Em entrevista, Lucília de Almeida Neves Delgado afirma que a memória histórica de Jango “é injusta”, e baseada no “esquecimento e na desqualificação”. Esclarecer esse período, enfatiza, “é um dever histórico”
A falta de “explicações sólidas” sobre a morte do ex-presidente João Goulart, fez dele o “político mais injustiçado da história do Brasil”, assinala Lucília de Almeida Neves Delgado em entrevista concedida à IHU On-Line, após comentar o documentário Dossiê Jango, dirigido por Paulo Henrique Fontenelle. Ao analisar o filme à luz da História, Lucília, que há anos dedica-se à pesquisa sobre os fatos políticos do período militar, enfatiza que ele “reforça exatamente a construção de mais evidências sobre o possível assassinato de João Goulart”. Segundo ela, “de todas as pessoas que se envolveram na procura de provas e evidências sobre a morte de Jango, 18 morreram. Entre elas os políticos uruguaios Zelmar Michelini e Gutierrez Ruiz, que eram amigos do Jango e estavam investigando a morte dele. Também o empresário Enrique Foch Diaz, que mais conseguiu reunir muitas informações sobre a morte de Jango e escreveu um livro intitulado Jango: um crime perfeito, faleceu pouco tempo depois de publicado o livro”. E dispara: “Ficamos pensando: o que aconteceu para que todas essas pessoas, de uma forma ou de outra, fossem falecendo? A maioria por problemas cardíacos e alguns em decorrência de acidentes de carro. São coincidências muito estranhas, e as indagações sobre a morte de Jango só aumentam”.

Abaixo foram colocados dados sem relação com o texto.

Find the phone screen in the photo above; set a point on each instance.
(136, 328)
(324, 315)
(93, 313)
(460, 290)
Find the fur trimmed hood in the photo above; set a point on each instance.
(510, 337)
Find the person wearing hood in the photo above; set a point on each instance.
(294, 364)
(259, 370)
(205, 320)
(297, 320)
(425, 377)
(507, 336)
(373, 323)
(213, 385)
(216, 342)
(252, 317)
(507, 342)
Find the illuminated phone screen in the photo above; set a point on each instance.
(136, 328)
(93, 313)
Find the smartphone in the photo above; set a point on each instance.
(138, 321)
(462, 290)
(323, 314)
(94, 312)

De acordo com Lucília, Jango poderia ter retornado ao Brasil em 1974, dois anos antes de sua morte, período em que seu processo de cassação havia expirado. “Não havia mais razão legal para que ele continuasse no exílio e excluído da vida pública nacional. Uma interpretação que tem ganhado força é a de que com a distensão do regime, seguida de possíveis pleitos eleitorais, João Goulart e outros líderes políticos do pré 1964 poderiam se candidatar a algum cargo público. Como o governo militar não assimilava seu retorno à ativa, a opção teria sido a de eliminá-los”, esclarece. E acrescenta: “havia um temor do governo de que lideranças excluídas em 1964 e que estavam no exílio voltassem para o Brasil com uma força muito grande. Esse temor era maior especialmente no caso dos ex-presidentes João Goulart e Juscelino Kubitschek, ambos mortos em 1976”.

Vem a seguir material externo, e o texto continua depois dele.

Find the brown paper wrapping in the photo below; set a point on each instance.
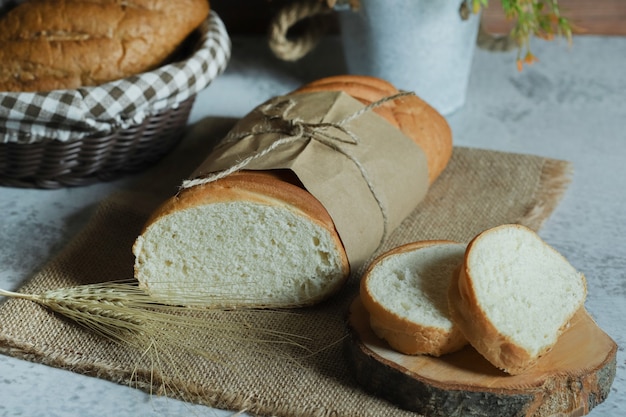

Para ela, a memória histórica de Jango “é injusta”, e baseada no “esquecimento e na desqualificação”. Esclarecer esse período, enfatiza, “é um dever histórico. (...) Não podemos construir uma história com sombras nebulosas, ainda mais sobre o episódio da morte de um ex-presidente, que após sua deposição amargou um exílio de mais de 12 anos”.
Lucília de Almeida Neves Delgado é professora dos cursos de graduação e pós-graduação em História da Universidade de Brasília – UNB. Possui graduação em História pela Universidade Federal de Juiz de Fora, mestrado em Ciência Política pela Universidade Federal de Minas Gerais e doutorado em Ciências Humanas/Ciência Política pela Universidade de São Paulo. É autora de, entre outros, Comando Geral dos trabalhadores no Brasil (1961-1964) (Petrópolis: Vozes, 1986); e PTB: do getulismo ao reformismo (1945-1964) (São Paulo: Marco Zero, 1989).
Confira a entrevista.
IHU On-Line - Que leitura o “Dossiê Jango” apresenta sobre a história do ex-presidente Jango?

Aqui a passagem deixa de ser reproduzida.